We would like to share more details about the events that occurred with Phrase between 03:01 PM CET and 04:58 PM CET on December 14th, 2023 which led to a partial outage of all TMS (EU) components and what Phrase engineers are doing to prevent these issues from happening again.
2:55 PM CET: Initiated a procedure to update the Phrase NextMT configuration.
3:01 PM CET: The first application server failed to start properly.
3:05 PM CET: The second application server failed to start properly.
3:09 PM CET: The third application server failed to start properly, while the remaining 85% of servers started without problems.
3:35 PM CET: A support engineer alerted a TMS engineer about multiple customer reports regarding system availability issues; however, the on-duty engineer was not immediately contacted.
4:25 PM CET: Contacted the on-duty engineer.

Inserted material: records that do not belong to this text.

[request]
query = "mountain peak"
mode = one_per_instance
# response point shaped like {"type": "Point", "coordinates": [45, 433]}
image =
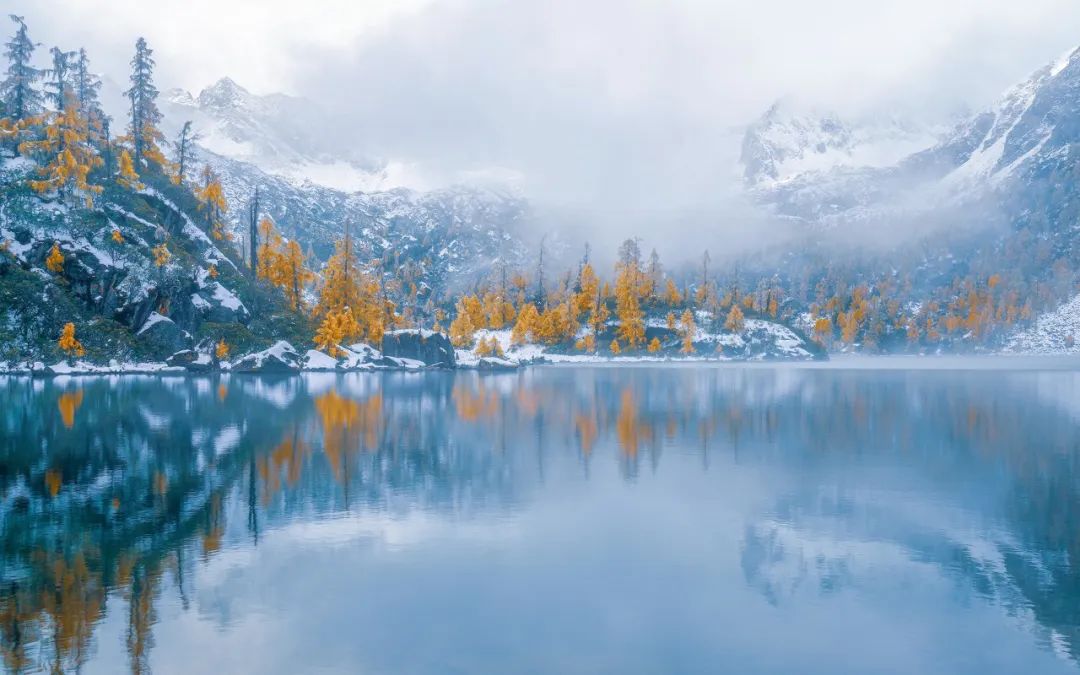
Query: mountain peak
{"type": "Point", "coordinates": [225, 93]}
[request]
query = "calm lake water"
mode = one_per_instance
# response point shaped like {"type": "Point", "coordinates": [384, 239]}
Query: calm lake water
{"type": "Point", "coordinates": [635, 520]}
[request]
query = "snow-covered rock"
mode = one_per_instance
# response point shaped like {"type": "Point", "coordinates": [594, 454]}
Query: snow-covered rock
{"type": "Point", "coordinates": [427, 347]}
{"type": "Point", "coordinates": [1055, 333]}
{"type": "Point", "coordinates": [279, 359]}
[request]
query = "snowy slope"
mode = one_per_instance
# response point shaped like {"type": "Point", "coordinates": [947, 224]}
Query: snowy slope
{"type": "Point", "coordinates": [1056, 333]}
{"type": "Point", "coordinates": [312, 187]}
{"type": "Point", "coordinates": [787, 142]}
{"type": "Point", "coordinates": [823, 171]}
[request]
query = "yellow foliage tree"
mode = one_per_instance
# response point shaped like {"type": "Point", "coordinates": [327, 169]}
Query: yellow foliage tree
{"type": "Point", "coordinates": [69, 153]}
{"type": "Point", "coordinates": [347, 288]}
{"type": "Point", "coordinates": [688, 331]}
{"type": "Point", "coordinates": [294, 275]}
{"type": "Point", "coordinates": [161, 254]}
{"type": "Point", "coordinates": [55, 260]}
{"type": "Point", "coordinates": [462, 327]}
{"type": "Point", "coordinates": [672, 296]}
{"type": "Point", "coordinates": [628, 308]}
{"type": "Point", "coordinates": [823, 329]}
{"type": "Point", "coordinates": [127, 176]}
{"type": "Point", "coordinates": [336, 326]}
{"type": "Point", "coordinates": [527, 325]}
{"type": "Point", "coordinates": [212, 202]}
{"type": "Point", "coordinates": [68, 343]}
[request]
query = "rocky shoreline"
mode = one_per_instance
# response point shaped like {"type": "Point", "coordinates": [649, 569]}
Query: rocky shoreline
{"type": "Point", "coordinates": [407, 350]}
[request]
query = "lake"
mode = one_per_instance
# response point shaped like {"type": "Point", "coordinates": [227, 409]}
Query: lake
{"type": "Point", "coordinates": [860, 516]}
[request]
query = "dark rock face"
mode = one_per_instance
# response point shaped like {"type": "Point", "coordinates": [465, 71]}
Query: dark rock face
{"type": "Point", "coordinates": [164, 336]}
{"type": "Point", "coordinates": [191, 361]}
{"type": "Point", "coordinates": [489, 363]}
{"type": "Point", "coordinates": [432, 349]}
{"type": "Point", "coordinates": [280, 359]}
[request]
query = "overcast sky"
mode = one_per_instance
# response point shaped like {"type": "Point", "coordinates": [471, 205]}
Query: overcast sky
{"type": "Point", "coordinates": [629, 106]}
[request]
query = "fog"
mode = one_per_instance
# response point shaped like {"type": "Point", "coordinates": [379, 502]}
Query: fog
{"type": "Point", "coordinates": [612, 117]}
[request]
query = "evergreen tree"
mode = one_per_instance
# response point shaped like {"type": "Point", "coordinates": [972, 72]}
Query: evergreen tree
{"type": "Point", "coordinates": [212, 203]}
{"type": "Point", "coordinates": [86, 86]}
{"type": "Point", "coordinates": [145, 117]}
{"type": "Point", "coordinates": [185, 149]}
{"type": "Point", "coordinates": [16, 90]}
{"type": "Point", "coordinates": [59, 78]}
{"type": "Point", "coordinates": [253, 230]}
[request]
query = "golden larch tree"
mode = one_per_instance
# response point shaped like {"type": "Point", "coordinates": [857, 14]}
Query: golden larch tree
{"type": "Point", "coordinates": [68, 343]}
{"type": "Point", "coordinates": [736, 322]}
{"type": "Point", "coordinates": [54, 262]}
{"type": "Point", "coordinates": [68, 154]}
{"type": "Point", "coordinates": [688, 329]}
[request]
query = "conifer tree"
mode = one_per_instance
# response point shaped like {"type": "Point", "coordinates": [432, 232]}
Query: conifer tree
{"type": "Point", "coordinates": [462, 328]}
{"type": "Point", "coordinates": [347, 288]}
{"type": "Point", "coordinates": [145, 117]}
{"type": "Point", "coordinates": [212, 202]}
{"type": "Point", "coordinates": [253, 230]}
{"type": "Point", "coordinates": [653, 277]}
{"type": "Point", "coordinates": [672, 296]}
{"type": "Point", "coordinates": [626, 288]}
{"type": "Point", "coordinates": [526, 326]}
{"type": "Point", "coordinates": [734, 322]}
{"type": "Point", "coordinates": [21, 98]}
{"type": "Point", "coordinates": [59, 78]}
{"type": "Point", "coordinates": [161, 254]}
{"type": "Point", "coordinates": [295, 274]}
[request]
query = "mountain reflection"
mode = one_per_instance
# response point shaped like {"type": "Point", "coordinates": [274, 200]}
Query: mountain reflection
{"type": "Point", "coordinates": [110, 486]}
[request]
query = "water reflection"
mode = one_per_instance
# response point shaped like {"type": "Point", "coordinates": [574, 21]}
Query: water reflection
{"type": "Point", "coordinates": [118, 491]}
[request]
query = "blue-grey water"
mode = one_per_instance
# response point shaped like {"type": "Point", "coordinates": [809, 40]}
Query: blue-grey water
{"type": "Point", "coordinates": [859, 517]}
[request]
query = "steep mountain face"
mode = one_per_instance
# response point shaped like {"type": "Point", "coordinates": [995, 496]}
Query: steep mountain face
{"type": "Point", "coordinates": [1014, 153]}
{"type": "Point", "coordinates": [283, 135]}
{"type": "Point", "coordinates": [436, 239]}
{"type": "Point", "coordinates": [787, 142]}
{"type": "Point", "coordinates": [133, 270]}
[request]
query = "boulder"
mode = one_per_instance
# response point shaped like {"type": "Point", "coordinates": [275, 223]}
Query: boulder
{"type": "Point", "coordinates": [219, 305]}
{"type": "Point", "coordinates": [163, 336]}
{"type": "Point", "coordinates": [428, 347]}
{"type": "Point", "coordinates": [280, 359]}
{"type": "Point", "coordinates": [190, 360]}
{"type": "Point", "coordinates": [494, 363]}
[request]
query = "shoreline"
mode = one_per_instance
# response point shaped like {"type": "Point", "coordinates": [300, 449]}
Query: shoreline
{"type": "Point", "coordinates": [986, 362]}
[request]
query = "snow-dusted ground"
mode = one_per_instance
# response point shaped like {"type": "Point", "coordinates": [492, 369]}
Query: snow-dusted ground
{"type": "Point", "coordinates": [1056, 333]}
{"type": "Point", "coordinates": [771, 339]}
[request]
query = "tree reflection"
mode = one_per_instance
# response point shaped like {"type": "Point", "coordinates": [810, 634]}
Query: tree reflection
{"type": "Point", "coordinates": [136, 475]}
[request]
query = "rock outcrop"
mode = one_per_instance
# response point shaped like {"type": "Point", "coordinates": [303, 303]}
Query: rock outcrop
{"type": "Point", "coordinates": [428, 347]}
{"type": "Point", "coordinates": [280, 359]}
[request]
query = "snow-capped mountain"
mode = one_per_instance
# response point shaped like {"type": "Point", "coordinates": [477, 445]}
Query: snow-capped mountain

4:54 PM CET: Identified three failed application servers through monitoring data.
4:58 PM CET: Removed the failed servers from the load balancer, resolving issues for all customers.
5:16 PM CET: Restarted and reintegrated the previously failed application servers into the load balancer.
Due to human error, the TMS application's new configuration was not delivered in a safe manner, causing 15% of the servers to start in an unhealthy state. For the load balancer, however, the servers looked healthy and the load balancer continued passing the requests to these broken servers. Eliminating the failed servers from the load balancer and restarting them resolved the issue.
Firstly, we want to apologize. We know how critical our services are to your business. Phrase as a whole will do everything to learn from this incident and use it to drive improvements across our services. As with any significant operational issue, Phrase engineers will be working tirelessly over the next coming days and weeks on improving their understanding of the incident and determine how to make changes that improve our services and processes.